Bucket investment strategies can miss the alternatives nuance: Invesco
Invesco’s managing director and head of investment and strategy for APAC, Ashley O’Connor, has a vivid recollection of a presentation he attended about a decade ago. The presentation was on institutional investment strategy, but the lesson learnt applies to investors across all pools of capital.
“The title was something along the lines of The three most dangerous shapes in investing,” he recalled. “It obviously mentioned the pyramid scheme, but the one that stuck out for me was the bucket shape and the way we think of buckets in investing.”
The point being made in the presentation, and one that O’Connor clearly espouses, is that constraining portfolio construction into clearly defined buckets or categories is not only limiting and confusing, but potentially dangerous to investors.
“There are so many investment opportunities across the spectrum that don’t naturally fit into your traditional equity, bond or property buckets,” O’Connor explained to host Owen Raszkiewicz on The Australian Investors Podcast.
“On the extreme end of that you’ve got the growth and defensive buckets, [but] in my experience and through my career some of the best opportunities are actually in the mid-risk category, whether that be infrastructure… or senior secured loans.”
The concept of investment buckets can be limiting, O’Connor explained, because the investment world has expanded so much since the strategy was formulated. Alternatives to the traditional asset classes have expanded to fill bigger and more important sleeves in investment portfolios over the years, providing investors and advisers with better levels of non-correlated diversity to go with returns.
“Some investors are still wedded to the idea of bucketing into quite traditional asset classes, [but] that means you either miss out on good investment opportunities or you end up putting investment opportunities into categories, buckets or asset classes where they just don’t belong, and that’s fraught with danger.”

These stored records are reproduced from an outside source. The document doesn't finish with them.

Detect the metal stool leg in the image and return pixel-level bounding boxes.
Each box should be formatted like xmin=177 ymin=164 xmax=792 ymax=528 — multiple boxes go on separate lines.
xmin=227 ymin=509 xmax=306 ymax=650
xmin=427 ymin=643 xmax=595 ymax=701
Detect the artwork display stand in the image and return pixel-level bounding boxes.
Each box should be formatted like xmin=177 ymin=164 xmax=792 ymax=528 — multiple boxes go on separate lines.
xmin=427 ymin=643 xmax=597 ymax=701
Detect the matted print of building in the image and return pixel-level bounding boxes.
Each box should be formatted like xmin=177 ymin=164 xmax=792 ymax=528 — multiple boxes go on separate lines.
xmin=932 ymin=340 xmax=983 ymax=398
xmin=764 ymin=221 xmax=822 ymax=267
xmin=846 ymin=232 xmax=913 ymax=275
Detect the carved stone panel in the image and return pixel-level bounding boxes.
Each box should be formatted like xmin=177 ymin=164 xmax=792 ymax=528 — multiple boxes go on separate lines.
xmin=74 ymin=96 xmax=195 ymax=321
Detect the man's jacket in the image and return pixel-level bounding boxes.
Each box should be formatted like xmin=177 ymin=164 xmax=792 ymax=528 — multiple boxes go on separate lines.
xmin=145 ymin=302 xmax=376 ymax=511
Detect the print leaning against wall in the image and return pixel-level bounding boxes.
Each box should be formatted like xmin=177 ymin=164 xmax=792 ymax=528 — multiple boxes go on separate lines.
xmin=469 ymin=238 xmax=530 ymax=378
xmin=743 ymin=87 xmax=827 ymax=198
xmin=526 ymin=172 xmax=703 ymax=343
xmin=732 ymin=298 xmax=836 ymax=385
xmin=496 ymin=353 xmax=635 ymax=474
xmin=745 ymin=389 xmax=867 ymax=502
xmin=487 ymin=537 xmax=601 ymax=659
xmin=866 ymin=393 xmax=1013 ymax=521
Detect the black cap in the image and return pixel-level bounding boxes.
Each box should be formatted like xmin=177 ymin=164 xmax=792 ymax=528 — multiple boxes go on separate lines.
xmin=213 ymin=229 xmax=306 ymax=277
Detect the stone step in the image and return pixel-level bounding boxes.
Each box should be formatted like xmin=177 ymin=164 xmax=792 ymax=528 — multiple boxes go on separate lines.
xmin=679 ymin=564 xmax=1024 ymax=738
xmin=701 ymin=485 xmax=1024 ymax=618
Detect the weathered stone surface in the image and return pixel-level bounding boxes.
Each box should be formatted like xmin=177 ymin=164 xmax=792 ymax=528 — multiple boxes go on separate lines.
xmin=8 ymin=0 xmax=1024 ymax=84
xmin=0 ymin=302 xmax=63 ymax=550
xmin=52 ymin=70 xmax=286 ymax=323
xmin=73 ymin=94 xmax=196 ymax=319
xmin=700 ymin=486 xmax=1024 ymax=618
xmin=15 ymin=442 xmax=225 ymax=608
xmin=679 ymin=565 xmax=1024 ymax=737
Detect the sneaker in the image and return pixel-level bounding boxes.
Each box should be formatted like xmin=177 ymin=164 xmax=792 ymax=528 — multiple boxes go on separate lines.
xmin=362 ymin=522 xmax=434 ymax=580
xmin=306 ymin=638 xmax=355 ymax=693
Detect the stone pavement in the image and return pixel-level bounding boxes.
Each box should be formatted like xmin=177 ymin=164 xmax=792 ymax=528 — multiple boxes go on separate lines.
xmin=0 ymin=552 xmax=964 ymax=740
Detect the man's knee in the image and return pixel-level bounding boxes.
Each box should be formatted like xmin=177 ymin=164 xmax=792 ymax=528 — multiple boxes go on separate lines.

This danger is moreso present on the retails end of the spectrum than the institutional side, he explained, because retail investment tends to take a more binary view, with less flexible demarcation between growth and defensive asset classification.
“On the institutional side you can categorise things as partly growth, partly defensive, based on the actual underlying characteristics of the investment (or how much of the returns are driven by income versus capital growth), whereas I think one of the challenges in the wholesale or retail end of the market in Australia is it’s typically either 100 per cent growth or 100 per cent defensive with nothing in between.”
That issue, he said, is what can lead the popular bucket strategy astray; without appreciating or accounting for the nuances in investment types, opportunities are missed for optimal portfolio management.
“You’ve then only got equities, you’ve got bonds, you’ve got property, so opportunities fall through the cracks,” he said. “So if there’s one thing I think investors should move away from, it’s the constraints put on them by bucketing.
“I really like the idea of… alternative growth,” he continued. “These types of frameworks tend to be more nimble and tend to be more opportunity rich because folks can then open and broaden their horizons to things that may seem like equity but behave in a very different way.”